La reazione delle persone direttamente coinvolte come è stata? Il romanzo è tra l’altro dedicato a Giovanni Ventura.
(ANNA K.) È dedicato a Giovanni perché senza i suoi racconti non avremmo mai potuto scriverlo. E spesso, ricordando lui e le sue parole, le sue parole e lui, mi sono ripetuta il grido (il “llanto”) disperato di Garcìa Lorca: “No te conosce nadie, no, pero yo te canto”… Freda, per parte sua, ha subito l’agguato e, da gentiluomo, ha lasciato fare.
Cosa significa, Anna, vivere al fianco di una persona come Franco Freda e scriverci anche sopra un romanzo?

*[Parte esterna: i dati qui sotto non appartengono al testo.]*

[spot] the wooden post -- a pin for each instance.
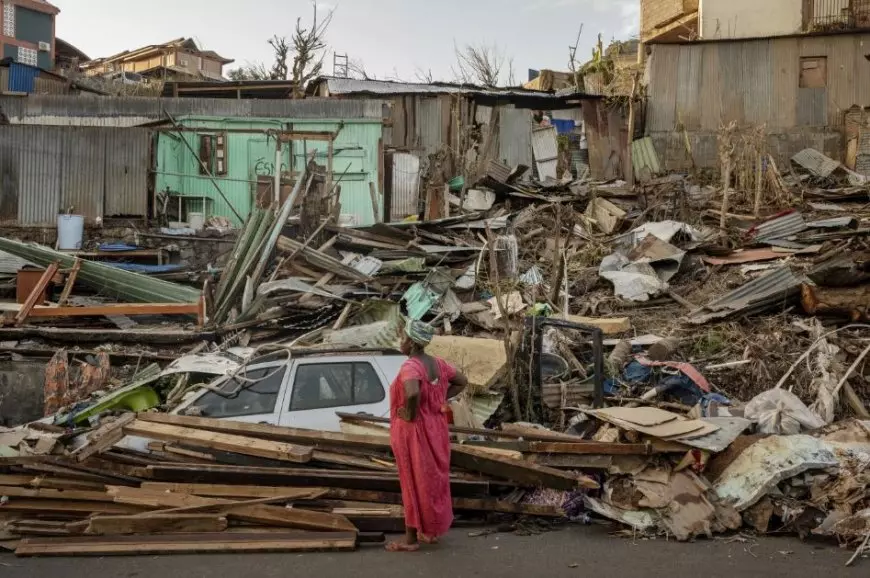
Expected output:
(37, 292)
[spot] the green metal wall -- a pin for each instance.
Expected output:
(356, 150)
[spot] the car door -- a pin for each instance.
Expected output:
(319, 388)
(254, 395)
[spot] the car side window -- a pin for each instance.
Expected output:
(255, 392)
(325, 385)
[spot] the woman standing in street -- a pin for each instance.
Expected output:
(420, 438)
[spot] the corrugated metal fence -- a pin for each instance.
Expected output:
(92, 171)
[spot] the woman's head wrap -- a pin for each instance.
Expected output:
(419, 332)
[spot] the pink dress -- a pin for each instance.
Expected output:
(422, 449)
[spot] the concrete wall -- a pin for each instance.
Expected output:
(671, 147)
(21, 391)
(750, 18)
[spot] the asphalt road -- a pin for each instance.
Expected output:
(574, 552)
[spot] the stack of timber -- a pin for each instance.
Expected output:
(198, 485)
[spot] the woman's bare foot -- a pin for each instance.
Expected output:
(402, 547)
(427, 539)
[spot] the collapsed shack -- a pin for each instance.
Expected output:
(687, 357)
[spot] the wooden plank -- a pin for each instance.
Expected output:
(157, 523)
(46, 494)
(579, 448)
(60, 508)
(373, 481)
(500, 506)
(187, 544)
(521, 472)
(118, 309)
(16, 480)
(315, 439)
(106, 436)
(37, 292)
(258, 514)
(228, 491)
(70, 282)
(220, 441)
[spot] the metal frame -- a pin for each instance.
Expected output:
(538, 324)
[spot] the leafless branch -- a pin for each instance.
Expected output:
(309, 50)
(481, 64)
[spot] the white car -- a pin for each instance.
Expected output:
(303, 391)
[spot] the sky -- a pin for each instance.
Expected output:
(390, 39)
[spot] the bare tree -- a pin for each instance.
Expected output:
(309, 50)
(424, 76)
(282, 51)
(357, 69)
(250, 71)
(484, 65)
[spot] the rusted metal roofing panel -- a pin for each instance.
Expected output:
(812, 107)
(132, 111)
(428, 128)
(82, 182)
(30, 173)
(709, 95)
(515, 136)
(780, 228)
(768, 291)
(662, 90)
(844, 55)
(757, 89)
(689, 86)
(546, 149)
(785, 71)
(126, 169)
(644, 159)
(406, 185)
(815, 162)
(733, 82)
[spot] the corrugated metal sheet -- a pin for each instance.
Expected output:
(664, 67)
(127, 162)
(82, 182)
(406, 185)
(428, 129)
(546, 149)
(780, 228)
(350, 86)
(131, 111)
(45, 170)
(514, 136)
(758, 295)
(757, 88)
(22, 77)
(250, 155)
(644, 159)
(815, 162)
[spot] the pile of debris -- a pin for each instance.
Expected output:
(206, 485)
(698, 350)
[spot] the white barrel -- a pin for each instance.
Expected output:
(70, 232)
(196, 221)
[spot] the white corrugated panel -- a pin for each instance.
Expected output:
(406, 185)
(546, 148)
(515, 136)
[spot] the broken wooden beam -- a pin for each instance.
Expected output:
(156, 523)
(312, 438)
(254, 513)
(220, 441)
(187, 544)
(103, 438)
(517, 471)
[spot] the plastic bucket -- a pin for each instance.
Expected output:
(70, 231)
(196, 221)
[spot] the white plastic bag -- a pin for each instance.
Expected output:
(778, 411)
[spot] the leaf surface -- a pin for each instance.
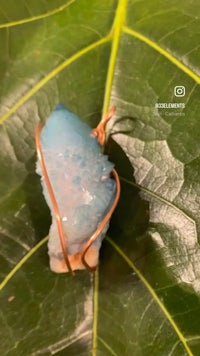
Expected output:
(144, 298)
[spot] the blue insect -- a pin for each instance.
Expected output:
(77, 185)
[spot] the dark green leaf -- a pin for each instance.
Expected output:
(144, 299)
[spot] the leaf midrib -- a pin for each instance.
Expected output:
(113, 36)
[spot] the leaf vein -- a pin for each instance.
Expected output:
(163, 52)
(153, 294)
(37, 17)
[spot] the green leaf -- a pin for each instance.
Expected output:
(144, 299)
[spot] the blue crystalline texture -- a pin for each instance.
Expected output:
(80, 177)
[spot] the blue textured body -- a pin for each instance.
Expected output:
(80, 177)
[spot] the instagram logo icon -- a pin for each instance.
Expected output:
(179, 90)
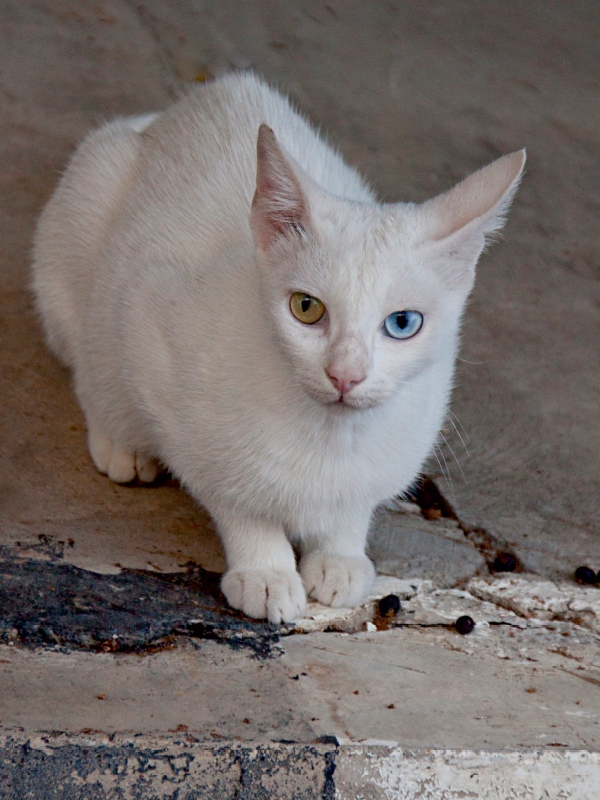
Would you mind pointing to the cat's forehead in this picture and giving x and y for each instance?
(371, 249)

Chi è per te Franco Freda?
Un romanzo pieno di superlativi. Ma in “Non ci sono innocenti” li ho cassati tutti. Per un necessario pudore.
Più che un romanzo storico “Non ci sono innocenti” mi è sembrato un romanzo di formazione esistenziale e politica. Con un’atmosfera quasi picaresca, dove si respira un’aria di ribellione giovanile molto molto forte. Un romanzo che parla con voce forte al cuore anche di coloro che non hanno vissuto quegli anni.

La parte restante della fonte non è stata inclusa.